The evaluative gap is this book's name for the structural distance between two capabilities that are easily confused: processing information about consequences, and feeling the weight of consequences. AI systems are capable of the first to an extraordinary degree; they are architecturally incapable of the second. Damasio's clinical work shows that humans with ventromedial prefrontal damage retain the first capacity while losing the second — and that the loss is catastrophic for practical judgment. The evaluative gap is where wisdom lives, and the question of the AI age is whether human judges will maintain the somatic conditions under which they can close the gap on the machines' behalf.
The gap is not a deficit in AI capability that future engineering will close.

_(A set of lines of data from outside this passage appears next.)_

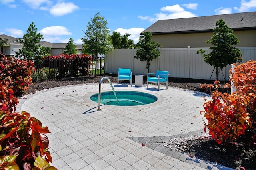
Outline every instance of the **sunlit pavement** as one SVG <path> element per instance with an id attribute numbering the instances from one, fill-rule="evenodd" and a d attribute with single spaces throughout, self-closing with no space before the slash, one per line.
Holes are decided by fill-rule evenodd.
<path id="1" fill-rule="evenodd" d="M 52 165 L 59 170 L 232 169 L 157 144 L 205 134 L 202 93 L 134 85 L 113 84 L 116 91 L 147 93 L 158 99 L 137 106 L 102 105 L 97 111 L 98 103 L 90 97 L 98 93 L 99 84 L 84 84 L 28 95 L 20 99 L 16 111 L 48 127 Z M 111 91 L 109 83 L 101 85 L 102 92 Z"/>

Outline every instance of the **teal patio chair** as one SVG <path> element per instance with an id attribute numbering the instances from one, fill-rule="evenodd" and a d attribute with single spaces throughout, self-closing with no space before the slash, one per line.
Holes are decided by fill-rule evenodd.
<path id="1" fill-rule="evenodd" d="M 132 72 L 130 69 L 118 69 L 117 72 L 117 85 L 119 85 L 119 80 L 130 80 L 131 87 L 132 86 Z"/>
<path id="2" fill-rule="evenodd" d="M 155 75 L 155 76 L 150 77 L 150 75 Z M 148 82 L 153 82 L 156 84 L 156 83 L 158 83 L 158 90 L 160 90 L 160 83 L 166 83 L 166 89 L 168 89 L 168 75 L 169 75 L 168 71 L 160 70 L 156 71 L 156 73 L 148 73 L 147 78 L 148 89 Z"/>

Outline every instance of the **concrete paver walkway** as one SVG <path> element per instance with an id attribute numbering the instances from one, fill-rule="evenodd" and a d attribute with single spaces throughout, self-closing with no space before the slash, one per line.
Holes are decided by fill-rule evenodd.
<path id="1" fill-rule="evenodd" d="M 137 106 L 102 105 L 97 111 L 98 103 L 89 98 L 98 92 L 98 84 L 56 88 L 20 99 L 18 111 L 25 111 L 48 127 L 53 165 L 58 169 L 232 169 L 157 143 L 204 133 L 202 94 L 113 85 L 116 91 L 148 93 L 158 100 Z M 101 87 L 102 92 L 112 91 L 108 83 Z"/>

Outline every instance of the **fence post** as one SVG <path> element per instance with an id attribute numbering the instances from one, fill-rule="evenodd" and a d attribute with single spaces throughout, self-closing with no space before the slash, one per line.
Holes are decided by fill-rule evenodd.
<path id="1" fill-rule="evenodd" d="M 188 46 L 188 54 L 187 57 L 188 59 L 188 78 L 190 78 L 190 46 Z"/>
<path id="2" fill-rule="evenodd" d="M 231 64 L 231 68 L 232 69 L 231 69 L 231 73 L 233 73 L 235 71 L 235 69 L 234 68 L 235 67 L 234 65 L 234 64 Z M 234 84 L 234 82 L 233 82 L 233 79 L 232 79 L 232 77 L 230 76 L 230 79 L 231 80 L 231 94 L 233 93 L 233 92 L 235 92 L 236 91 L 236 87 L 235 86 L 235 85 Z"/>
<path id="3" fill-rule="evenodd" d="M 160 51 L 160 50 L 161 50 L 161 47 L 157 47 L 157 49 L 158 50 L 158 51 Z M 157 58 L 157 63 L 156 63 L 156 68 L 157 69 L 157 70 L 160 70 L 160 62 L 159 61 L 159 57 L 158 57 Z"/>

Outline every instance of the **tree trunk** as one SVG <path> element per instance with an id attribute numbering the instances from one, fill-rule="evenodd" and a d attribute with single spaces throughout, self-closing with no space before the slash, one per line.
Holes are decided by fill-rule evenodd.
<path id="1" fill-rule="evenodd" d="M 216 77 L 215 77 L 215 80 L 219 80 L 219 72 L 220 72 L 219 67 L 215 68 L 216 69 Z"/>
<path id="2" fill-rule="evenodd" d="M 148 69 L 148 73 L 150 73 L 150 63 L 149 63 L 149 61 L 147 61 L 146 67 Z"/>
<path id="3" fill-rule="evenodd" d="M 95 61 L 95 70 L 94 72 L 94 77 L 96 77 L 97 76 L 97 65 L 98 62 L 98 55 L 95 55 L 95 58 L 94 60 Z"/>

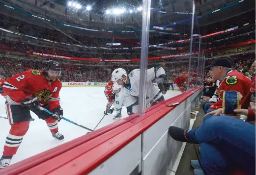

It is a structural feature of the distinction between processing and feeling. A system that processes without having stakes is not an imperfect version of a system that feels; it is a different kind of system entirely, with different strengths, limits, and roles.
The gap manifests in specific patterns. A medical diagnostic system identifies a tumor without experiencing the gravity of the identification. A financial model simulates market scenarios without feeling the weight of potential human consequences. A legal analysis tool surveys case law without the somatic awareness that certain precedents carry the residue of historical injustice the dataset alone cannot encode.
The most dangerous scenario the gap enables is not AI making wrong decisions — wrong decisions can be detected and corrected. The most dangerous scenario is AI making plausible decisions without stakes, and humans — seduced by the plausibility and the efficiency — ceasing to provide the felt engagement that would distinguish plausibility from wisdom.
The gap connects directly to Byung-Chul Han's critique of smoothness: the polish of AI output is precisely the quality that suppresses human somatic markers, making the human reviewer less likely to notice that the output lacks evaluative weight. Smoothness is the gap's concealment mechanism. Friction is its revelation.
The Orange Pill's account of the "Deleuze error" — the author almost keeping a confident passage that turned out to be false — illustrates the gap in miniature. The machine had processed elegantly; it had not felt whether its output was true. The human almost failed to feel whether the output was true either, because the smoothness had suppressed his own somatic signal. The gap, in that moment, was nearly unbridged.
The phrase as used here is this book's term, but the underlying concept is implicit in Damasio's entire corpus from Descartes' Error forward, and is echoed in critiques of AI from Hubert Dreyfus, John Searle, and the enactivist tradition. The framing as a specifically structural feature of AI deployment is a synthesis of Damasio's clinical framework with contemporary observations about how AI tools function in practice.
The gap is structural. It is not a bug to be fixed by better training but a feature of the distinction between processing and feeling.
The clinical parallel is precise. AI systems instantiate, by design, the architecture that ventromedial prefrontal damage produces by lesion.
Plausible wrongness is the signature risk. The gap manifests not as obvious failure but as smooth outputs that lack the felt weight that would flag them as consequential.
Human judgment is the bridge. The gap must be closed by feeling organisms; when humans defer uncritically to AI outputs, the gap remains open and outputs accumulate without evaluative filter.
Smoothness conceals the gap. The polish of AI output is the feature most likely to suppress the human somatic signals that would otherwise alert a reviewer to what the output lacks.